(Aug. 9, 2012) – The Federal Motor Carrier Safety Administration is receiving vigorous comment from carriers over plans to make changes to several safety performance categories within the CSA safety enforcement program.
The request for comments is part of an effort by the agency to address industry concerns about CSA and potential flaws in the system.
According to Heavy Duty Trucking magazine, the agency plans to move cargo and load-securement violations out of the Cargo-Related category into the Vehicle Maintenance category. It also wants to change Cargo-Related to a new category, Hazardous Materials.
As well, the agency recently asked its industry advisory board – the Motor Carrier Safety Advisory Committee – to appoint a subcommittee to provide ideas and recommendations to improve CSA. The subcommittee will hold its first meeting on August 28.

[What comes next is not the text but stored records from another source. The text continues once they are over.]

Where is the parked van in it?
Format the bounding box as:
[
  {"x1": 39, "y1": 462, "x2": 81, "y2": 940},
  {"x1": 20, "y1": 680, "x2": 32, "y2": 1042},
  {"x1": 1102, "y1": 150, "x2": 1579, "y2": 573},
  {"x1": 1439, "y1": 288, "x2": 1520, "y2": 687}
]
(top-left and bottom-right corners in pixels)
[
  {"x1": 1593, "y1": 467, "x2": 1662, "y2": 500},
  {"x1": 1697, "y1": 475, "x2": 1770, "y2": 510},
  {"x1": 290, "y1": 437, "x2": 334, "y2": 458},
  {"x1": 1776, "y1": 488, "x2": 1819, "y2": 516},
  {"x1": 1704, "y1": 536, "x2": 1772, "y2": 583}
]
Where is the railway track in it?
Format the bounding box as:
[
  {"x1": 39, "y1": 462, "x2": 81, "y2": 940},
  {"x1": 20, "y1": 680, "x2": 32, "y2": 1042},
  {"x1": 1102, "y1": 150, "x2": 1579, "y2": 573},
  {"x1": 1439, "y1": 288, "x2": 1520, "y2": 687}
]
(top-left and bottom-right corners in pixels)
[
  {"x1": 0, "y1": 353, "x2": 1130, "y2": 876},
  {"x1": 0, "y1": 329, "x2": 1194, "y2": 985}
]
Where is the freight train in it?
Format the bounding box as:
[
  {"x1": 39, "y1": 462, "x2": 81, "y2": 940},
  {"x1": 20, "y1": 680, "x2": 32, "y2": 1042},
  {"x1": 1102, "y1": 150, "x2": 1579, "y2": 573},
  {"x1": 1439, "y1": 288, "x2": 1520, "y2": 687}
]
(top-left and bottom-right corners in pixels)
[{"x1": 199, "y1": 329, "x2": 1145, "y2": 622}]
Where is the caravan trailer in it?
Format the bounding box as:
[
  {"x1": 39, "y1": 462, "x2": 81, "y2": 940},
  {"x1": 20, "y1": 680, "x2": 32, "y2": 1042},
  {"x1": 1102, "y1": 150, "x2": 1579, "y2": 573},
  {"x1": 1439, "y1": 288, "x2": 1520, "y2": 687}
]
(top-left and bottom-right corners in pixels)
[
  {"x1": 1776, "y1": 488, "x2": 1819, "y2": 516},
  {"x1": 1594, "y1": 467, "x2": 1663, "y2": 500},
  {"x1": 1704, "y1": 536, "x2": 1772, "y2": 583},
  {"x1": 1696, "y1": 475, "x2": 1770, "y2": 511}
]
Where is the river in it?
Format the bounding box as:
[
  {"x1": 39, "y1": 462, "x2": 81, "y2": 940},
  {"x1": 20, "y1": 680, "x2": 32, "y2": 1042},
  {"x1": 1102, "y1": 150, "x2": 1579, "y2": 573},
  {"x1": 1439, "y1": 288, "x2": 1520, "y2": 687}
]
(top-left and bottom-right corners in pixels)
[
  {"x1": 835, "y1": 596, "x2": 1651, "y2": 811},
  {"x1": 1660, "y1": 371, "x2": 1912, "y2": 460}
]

In its comments, the American Trucking Associations said it wants more details on the data and analysis the agency uses to develop changes, adding that more openness would help generate better informed comments, and stave off skepticism about CSA.
While the ATA supports moving cargo and load-securement violations into the Vehicle Maintenance category and the creation of a separate HazMat category, it said the method for determining performance in that category needs to be improved.
Several trucking companies echoed such concerns about the HazMat change as a result of inconsistencies in the preview scores and suggested the HazMat category should not be made public until the agency can confirm that it is accurate.
Other companies noted that FMCSA needs to be more mindful that CSA has become a measuring system that shippers are using to rate and select carriers. “Customers are asking for published and non-published scores. Carriers and brokers are concerned about brokering freight to carriers with high CSA scores. We cannot use a ‘work in progress’ as an industry measurement tool,” commented Landstar Systems.
The industry lacks confidence in CSA because it has been through so many changes, the company said adding that the system should not be made public until the flaws are fixed.
Steven Bryan, CEO of the CSA services provider Vigillo, said carriers with high scores in the new HazMat category have low scores in other categories. “Yet this new, publicly available (category) will become the focus of brokers, shippers, drivers, plaintiffs and law enforcement as equivalent to (categories) with true safety backbone,” the company said.